Kubecon EU 2020 Notes: Still going strong :chart_with_upwards_trend::muscle:

September 6, 2020

  • This is the third Kubecon I’ve attended, the other two being in 2016 & 2017. This was quite different from both
    • I have notes from Kubecon 2016 here and a couple of sketch notes for talks in 2017: 1 - 2
    • In 2016, things were about providing some basic features that people needed to adopt Kubernetes and get it to production
    • In 2017, most of the tools and approaches that people use to run a mature Kubernetes installation were already emerging: e.g. kubeadm, operators, Prometheus emerging as a project with momentum
  • As you’d expect, Kubecon was a massive conference. The ecosystem of cloud native products is also bigger then ever, so its not possible to pick up on every theme. You have to pick tracks to match your level of knowledge and your interest
  • Now in 2020, the more general case-studies of running Kubernetes in production seem to be less omnipresent. In its place, I saw a lot of good talks going deeper into specific components or aspects of running a production platform
  • There’s few feature additions to the core capabilities of Kubernetes. In previous years there has been plenty of talks about features like Ingress and Ubernetes/Cluster Federation. Since I last attended Kubecon, there has been much more action in the area of CRDs, custom controllers, admission controllers etc, so there’s not the same desire to add things to core kubernetes. There’s also a much greater cost to changing interfaces now
  • Certain CNCF projects seem to be gaining momentum on their own account. In particular, Envoy has quite a few migration/production use stories, and OPA seemed to be showing up a lot. Migration to envoy particularly interesting theme ( + Istio, although its not mentioned much)
  • There’s quite a bit to say about each of those themes, and quite a few talks I’d highlight…

Virtual Conference

  • This was my first virtual conference, and it was much better than I expected. I still had the feeling I was part of an event, and was able to pick up some things about the zeitgeist of the community
  • Pre-recorded talks were mostly fine. In theory, live talks are better but it would probably have lead to more frustrations - fiddling with mics and problems with internet connections
  • The format was more convenient, with talks being made available for on-demand playback only an hour or two after they had finished, and it being very easy to switch talk

Operations / Deep Dives

TALK: Kubernetes DNS Horror Stories (And How to Avoid Them)

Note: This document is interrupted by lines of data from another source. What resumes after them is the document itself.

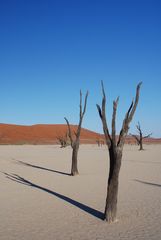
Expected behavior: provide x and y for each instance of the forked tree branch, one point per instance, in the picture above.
(115, 103)
(102, 114)
(128, 117)
(69, 132)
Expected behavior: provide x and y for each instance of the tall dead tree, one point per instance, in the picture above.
(139, 138)
(76, 140)
(115, 148)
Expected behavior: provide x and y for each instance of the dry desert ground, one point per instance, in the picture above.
(39, 200)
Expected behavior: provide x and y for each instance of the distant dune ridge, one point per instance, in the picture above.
(49, 133)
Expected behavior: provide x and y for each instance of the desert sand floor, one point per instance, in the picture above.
(39, 200)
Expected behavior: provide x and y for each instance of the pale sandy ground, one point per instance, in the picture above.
(55, 206)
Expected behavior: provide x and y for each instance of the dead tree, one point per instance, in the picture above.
(139, 138)
(115, 148)
(75, 141)
(63, 140)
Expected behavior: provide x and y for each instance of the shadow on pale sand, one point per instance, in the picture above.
(146, 162)
(42, 168)
(148, 183)
(92, 211)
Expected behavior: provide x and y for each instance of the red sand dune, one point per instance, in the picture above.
(48, 134)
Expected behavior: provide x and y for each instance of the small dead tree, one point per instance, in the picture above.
(75, 141)
(115, 148)
(139, 138)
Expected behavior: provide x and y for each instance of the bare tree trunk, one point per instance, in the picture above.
(140, 138)
(74, 168)
(115, 151)
(113, 182)
(75, 142)
(141, 144)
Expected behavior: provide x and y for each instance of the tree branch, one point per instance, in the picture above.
(102, 114)
(115, 103)
(69, 132)
(128, 117)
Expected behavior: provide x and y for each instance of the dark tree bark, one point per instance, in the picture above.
(75, 142)
(63, 140)
(115, 150)
(139, 138)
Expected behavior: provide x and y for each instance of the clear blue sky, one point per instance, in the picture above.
(49, 50)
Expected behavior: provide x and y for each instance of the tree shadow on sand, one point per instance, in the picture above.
(148, 183)
(85, 208)
(42, 168)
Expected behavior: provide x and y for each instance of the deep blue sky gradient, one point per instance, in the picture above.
(49, 50)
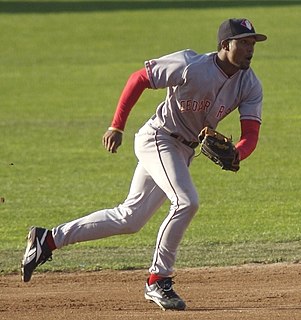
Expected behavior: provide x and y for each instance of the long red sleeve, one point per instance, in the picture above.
(133, 89)
(249, 138)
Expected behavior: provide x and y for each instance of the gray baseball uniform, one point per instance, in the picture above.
(199, 94)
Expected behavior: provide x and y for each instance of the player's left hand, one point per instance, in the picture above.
(112, 140)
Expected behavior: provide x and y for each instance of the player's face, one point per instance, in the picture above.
(241, 52)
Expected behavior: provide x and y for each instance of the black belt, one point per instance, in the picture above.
(191, 144)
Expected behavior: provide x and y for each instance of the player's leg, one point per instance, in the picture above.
(143, 200)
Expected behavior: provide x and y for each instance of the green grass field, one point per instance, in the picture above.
(62, 67)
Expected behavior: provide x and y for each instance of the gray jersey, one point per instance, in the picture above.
(199, 93)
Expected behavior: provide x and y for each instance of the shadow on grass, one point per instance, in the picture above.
(90, 6)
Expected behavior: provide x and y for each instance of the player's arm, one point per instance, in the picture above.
(133, 89)
(248, 139)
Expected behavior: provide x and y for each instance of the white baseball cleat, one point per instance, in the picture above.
(37, 252)
(162, 293)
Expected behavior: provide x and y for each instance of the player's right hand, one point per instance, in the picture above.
(112, 140)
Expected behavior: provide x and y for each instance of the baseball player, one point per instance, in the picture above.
(202, 89)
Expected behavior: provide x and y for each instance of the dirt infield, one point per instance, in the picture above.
(247, 292)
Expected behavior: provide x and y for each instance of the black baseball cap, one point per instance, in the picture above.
(236, 29)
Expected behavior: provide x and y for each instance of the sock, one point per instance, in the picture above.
(154, 278)
(50, 241)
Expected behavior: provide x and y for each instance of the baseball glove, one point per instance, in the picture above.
(219, 149)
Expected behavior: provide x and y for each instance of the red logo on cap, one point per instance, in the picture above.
(247, 24)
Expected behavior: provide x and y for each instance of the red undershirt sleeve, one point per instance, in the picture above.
(133, 89)
(248, 139)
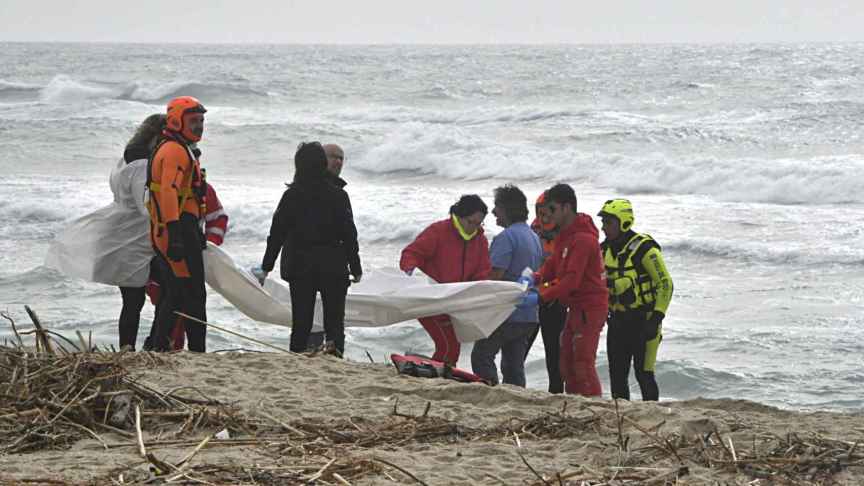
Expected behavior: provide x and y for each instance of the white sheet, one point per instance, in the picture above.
(382, 298)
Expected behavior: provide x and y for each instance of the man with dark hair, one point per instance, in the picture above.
(574, 275)
(450, 250)
(335, 160)
(314, 230)
(513, 251)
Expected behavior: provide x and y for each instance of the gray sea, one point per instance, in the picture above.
(743, 161)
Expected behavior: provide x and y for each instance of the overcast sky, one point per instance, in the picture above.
(432, 21)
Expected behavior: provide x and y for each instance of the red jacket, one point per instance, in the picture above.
(215, 221)
(577, 264)
(445, 256)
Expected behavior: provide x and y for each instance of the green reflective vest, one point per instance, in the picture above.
(630, 285)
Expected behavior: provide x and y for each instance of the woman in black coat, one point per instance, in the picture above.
(314, 228)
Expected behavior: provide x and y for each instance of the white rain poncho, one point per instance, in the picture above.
(110, 245)
(382, 298)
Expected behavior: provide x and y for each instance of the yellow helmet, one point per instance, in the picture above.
(620, 209)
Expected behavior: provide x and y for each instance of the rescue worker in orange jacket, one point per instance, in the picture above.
(553, 315)
(177, 192)
(574, 275)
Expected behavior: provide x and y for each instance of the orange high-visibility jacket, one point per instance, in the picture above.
(174, 172)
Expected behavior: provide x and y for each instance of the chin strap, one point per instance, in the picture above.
(465, 236)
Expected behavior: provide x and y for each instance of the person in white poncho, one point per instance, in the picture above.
(112, 245)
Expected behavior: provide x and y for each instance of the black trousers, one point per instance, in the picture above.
(553, 317)
(130, 315)
(304, 289)
(625, 343)
(184, 294)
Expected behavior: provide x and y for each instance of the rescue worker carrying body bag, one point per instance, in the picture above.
(176, 196)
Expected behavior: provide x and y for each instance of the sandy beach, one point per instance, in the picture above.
(295, 419)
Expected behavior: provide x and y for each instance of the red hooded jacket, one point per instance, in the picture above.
(577, 264)
(446, 257)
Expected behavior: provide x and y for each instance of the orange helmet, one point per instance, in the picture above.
(177, 110)
(540, 206)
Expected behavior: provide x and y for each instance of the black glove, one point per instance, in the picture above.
(175, 251)
(652, 325)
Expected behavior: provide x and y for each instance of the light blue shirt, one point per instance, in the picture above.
(514, 249)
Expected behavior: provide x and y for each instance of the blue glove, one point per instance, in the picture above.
(259, 274)
(529, 299)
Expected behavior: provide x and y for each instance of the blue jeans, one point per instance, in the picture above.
(511, 338)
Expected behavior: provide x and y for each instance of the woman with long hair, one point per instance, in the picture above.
(313, 228)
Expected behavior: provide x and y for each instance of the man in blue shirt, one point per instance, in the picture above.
(512, 251)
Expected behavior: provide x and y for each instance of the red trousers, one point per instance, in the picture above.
(579, 352)
(441, 331)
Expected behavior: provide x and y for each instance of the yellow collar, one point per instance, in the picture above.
(465, 236)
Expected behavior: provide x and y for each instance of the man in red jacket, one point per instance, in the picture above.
(575, 276)
(450, 250)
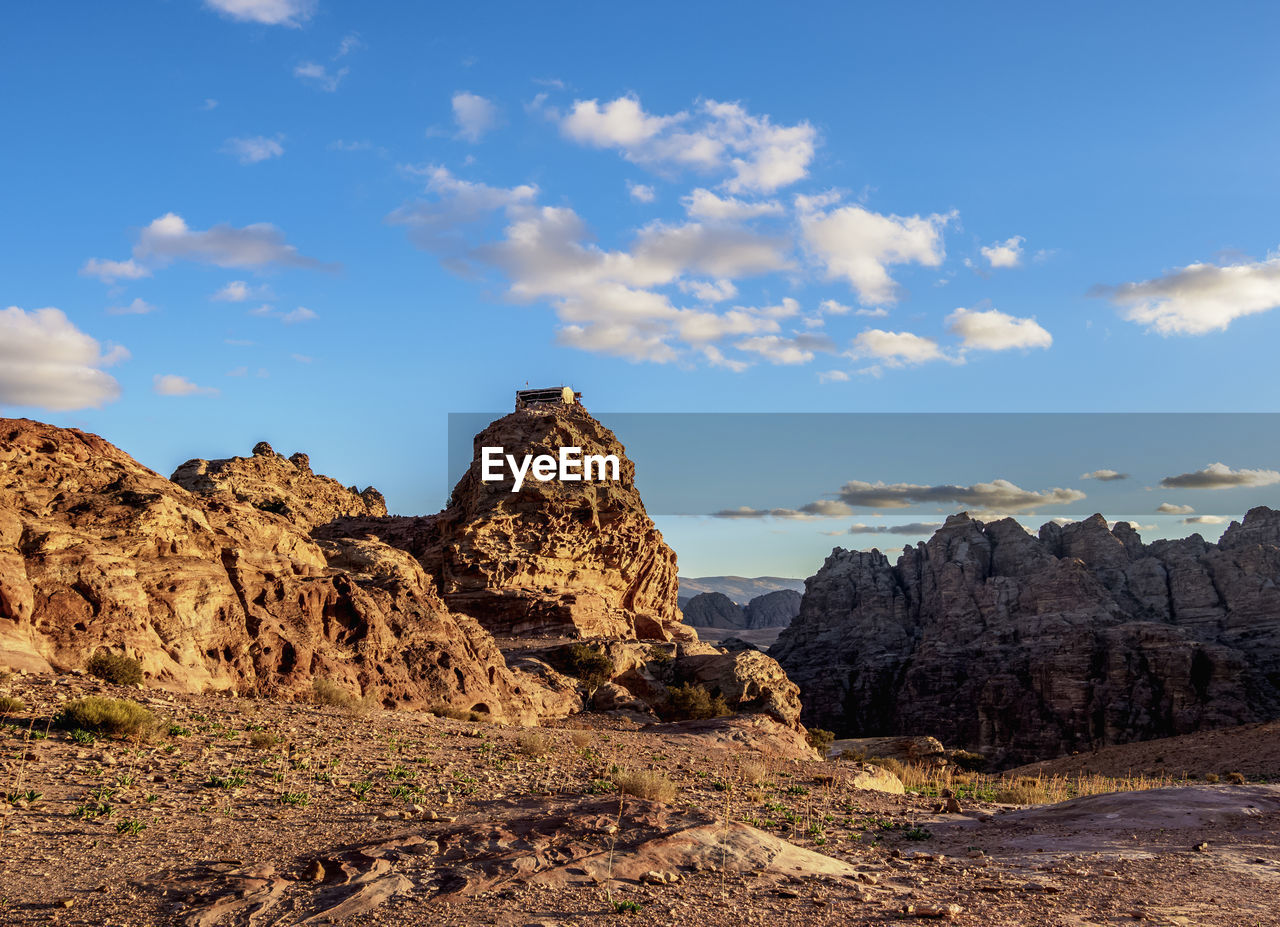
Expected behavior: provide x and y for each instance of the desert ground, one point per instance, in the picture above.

I was inspired to know more about this as I read in a twitter thread a few days ago that DNS is one of the components that can cause challenges on cluster updates. In general, rock-solid DNS is very important in operations. This was a very clear run-through of the different failure modes they’d encountered, in line with the best of k8s.af. It also had a hidden message, that observability is important - in particular here, the metrics on per-app DNS resolution failures looked very handy. You have to give kudos when a talk is not only a great one, but on-brand too

TALK: Kubernetes on Cgroup v2

A talk ostensibly about how the cgroups integration will be improved by moving to cgroups v2, the value I got out of it was in the depth it went into describing the structure of cgroups and how it is works in the filesystem, as well as how that relates to how Kubernetes does OOM-scoring and QoS classes on pods. I would be interested in how the new features of cgroupsv2 could translate to new features in Kubernetes

TALK: 20,000 Upgrades Later

Everything you need to know about upgrades in the real world, beyond what your CKA studies will teach you. Comes from a service provider perspective, with the need to keep users’ clusters available.

THEME: Autoscaling

I attended a few talks on autoscaling. Although these features have been around for a while, its interesting to see that there are people using VPA, HPA and Cluster Autoscaling effectively, to optimise cluster costs and improve behaviour under load. If you’re implementing these features, the following talks are a useful reference, first this one which gives an detailed take on how to use the different autoscalers in production. Next, this talk is also recommendable. It goes in maybe too hard with the math for most, but ultimately will help a lot in understanding how (horizontal) autoscaling behaviour depends on a few different variables.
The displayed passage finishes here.